A autora do livro, Maria Lecticia Monteiro Cavalcanti: pesquisa

Sagrados frutos da terra

1) Pão
“O pão esteve presente, sempre, em todas as culturas. Mas só depois de algumas conquistas: o domínio do fogo, o início da agricultura, o desenvolvimento da cerâmica. Em potes de barro, eram postos, no fogo, água e grãos. Em seguida, também azeite. Para que durassem por mais tempo, aquelas papas, começaram a ressecá-las, diretamente no fogo ou sobre pedras naturalmente aquecidas pelo sol. Nasciam, assim, os primeiros pães, ainda rudimentares.”





2) Vinho
“Não se sabe exatamente quando nem onde foram produzidos os primeiros vinhos. (...)  As mais antigas sementes (de uva), datadas por marcação de carbono entre 7000 e  5000anos a.C, foram encontradas em Byblos (Líbano), Catal Hüyük (Turquia), Damasco (Síria), Geórgia e Jordânia. Remontam ao período em que os homens passaram de nômades para uma vida sedentária e começar a plantar. (...) Na Bíblia, há 230 menções ao vinho.”
 
3) Vinagre
“O ‘vinus acrem’ nasceu junto com o vinho. É que, por vezes, o próprio vinho se convertia em vinagre (ácido acético); não se conseguindo explicar, naquele tempo, a razão. (...) No início, o vinagre foi usado apenas como remédio. O médico e filósofo grego Hipócrates (460-370 a.C), considerado o pai da medicina, receitava duas colheres de sopa, depois das refeições, para ajudar na digestão. Talvez pela mesma razão, consta na Bíblia, que ‘Booz disse a Rute (serva que trabalhava num campo de trigo): ‘Vem cá, come deste pão e molha teu bocado no vinagre’ (Rt 2,14).
 
4) Azeite
“Oliveira é uma das árvores mais importantes da Bíblia. (...) A árvore é originária da Ásia Menor, ‘onde se encontram os mais antigos vestígios da sua cultura’. A partir de lá, por toda a orla do Mediterrâneo, que tinha ‘outonos chuvosos, invernos suaves e os verões secos e quentes com grande luminosidade’ (...). Na Antiguidade, o azeite foi utilizado para muitos fins e reverenciado por todas as culturas.

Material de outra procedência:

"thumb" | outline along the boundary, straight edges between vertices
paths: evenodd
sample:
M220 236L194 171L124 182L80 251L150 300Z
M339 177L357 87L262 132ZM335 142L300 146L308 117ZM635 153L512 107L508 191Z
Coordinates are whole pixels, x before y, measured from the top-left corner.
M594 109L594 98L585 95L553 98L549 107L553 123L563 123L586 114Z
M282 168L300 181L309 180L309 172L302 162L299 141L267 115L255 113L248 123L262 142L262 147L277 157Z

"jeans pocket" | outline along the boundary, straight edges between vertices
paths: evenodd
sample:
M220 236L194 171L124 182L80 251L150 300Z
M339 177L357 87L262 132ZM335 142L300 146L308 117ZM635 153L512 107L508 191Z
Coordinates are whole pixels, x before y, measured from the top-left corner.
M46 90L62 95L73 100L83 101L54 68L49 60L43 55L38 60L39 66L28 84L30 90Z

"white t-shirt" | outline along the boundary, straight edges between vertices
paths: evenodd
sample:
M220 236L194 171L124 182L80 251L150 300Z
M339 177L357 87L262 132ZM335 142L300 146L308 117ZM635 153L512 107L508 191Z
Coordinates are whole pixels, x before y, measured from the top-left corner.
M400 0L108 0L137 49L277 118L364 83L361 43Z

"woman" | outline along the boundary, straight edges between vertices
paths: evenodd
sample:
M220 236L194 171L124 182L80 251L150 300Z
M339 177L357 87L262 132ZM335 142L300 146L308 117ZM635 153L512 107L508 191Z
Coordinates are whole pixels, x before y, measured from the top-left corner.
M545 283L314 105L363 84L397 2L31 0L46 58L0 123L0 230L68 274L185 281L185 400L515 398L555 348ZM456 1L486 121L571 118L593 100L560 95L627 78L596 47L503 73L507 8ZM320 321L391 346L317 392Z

No início, era usado como combustível de iluminação, cosmético, perfume remédio ou em cerimônias religiosas.”




 
5) Mel 
“Desde a mais remota Antiguidade, o mel esteve sempre ligado à história dos homens, e à dos deuses, também.(...) No Egito, era usado para embalsamar mortos ilustres. E, na Palestina, simbolizava fartura. ‘Terra de trigo e cevada, de vinhas, figueiras e romãzeiras, terras de oliveira, de azeite e de mel’ (Dt 8,8) (...) Canaã, a Terra Prometida, seria essa ‘terra que mana leite e mel’ (Nm 14,8).” 
 
6 ) Sal
“Nenhum alimento carrega mais simbolismo do que o sal. É assim desde as mais antigas civilizações, E, também na Bíblia. O recém-nascido é purificado com ele. ‘Por ocasião do teu nascimento, ao vires ao mundo, não cortaram teu cordão umbilical, não foste lavada para tua purificação, não foste esfregada com sal’ (Ez 14,4). É sinal de sabedoria, “a vossa palavra seja sempre agradável, temperada com sal (Cl 4,6). E de amor ao próximo, ‘o sal é bom (...) Tende sal em vós mesmos e vivei em paz uns com os outros’ (Mc 9,50).”
 
7) Leite e derivados
“Na Bíblia, há numerosas referências ao leite. Talvez por conta da escassez de água, e de sua má qualidade, nas terras áridas ou semiáridas da Palestina (e seu entorno), era usado, por muitas vezes, apenas para matar a sede. ‘Comerão teus frutos e beberão teu leite’ (Ez 25, 4). A escolha, nos primeiros tempos, dependia menos do gosto e mais do animal disponível no curral. (...) Derivados do leite – coalhada, manteiga, queijo – são, também, referidos na Bíblia. É que o leite, àquele tempo, frequentemente talhava, sem que se compreendesse a razão”.
 
8) Água
“No início do Gênesis, ‘um sopro de Deus agitava a superfície das águas’ (Gn 1, 2). Ele disse: ‘Haja um firmamento no meio das águas e que ele separe as águas das águas’ (Gn 1,6), e que as ‘águas que estão sob o céu se reúnam num só lugar e que apareça o continente’ (Gn 1,9). Deus, depois, ‘chamou ao continente terra e à massa das águas, mares’ (Gn 1,10). (...) Em muitas passagens da Bíblia, se vê a importância da água. Moisés foi retirado dos ‘juncos, à beira do Rio’ (Ex 2,3).”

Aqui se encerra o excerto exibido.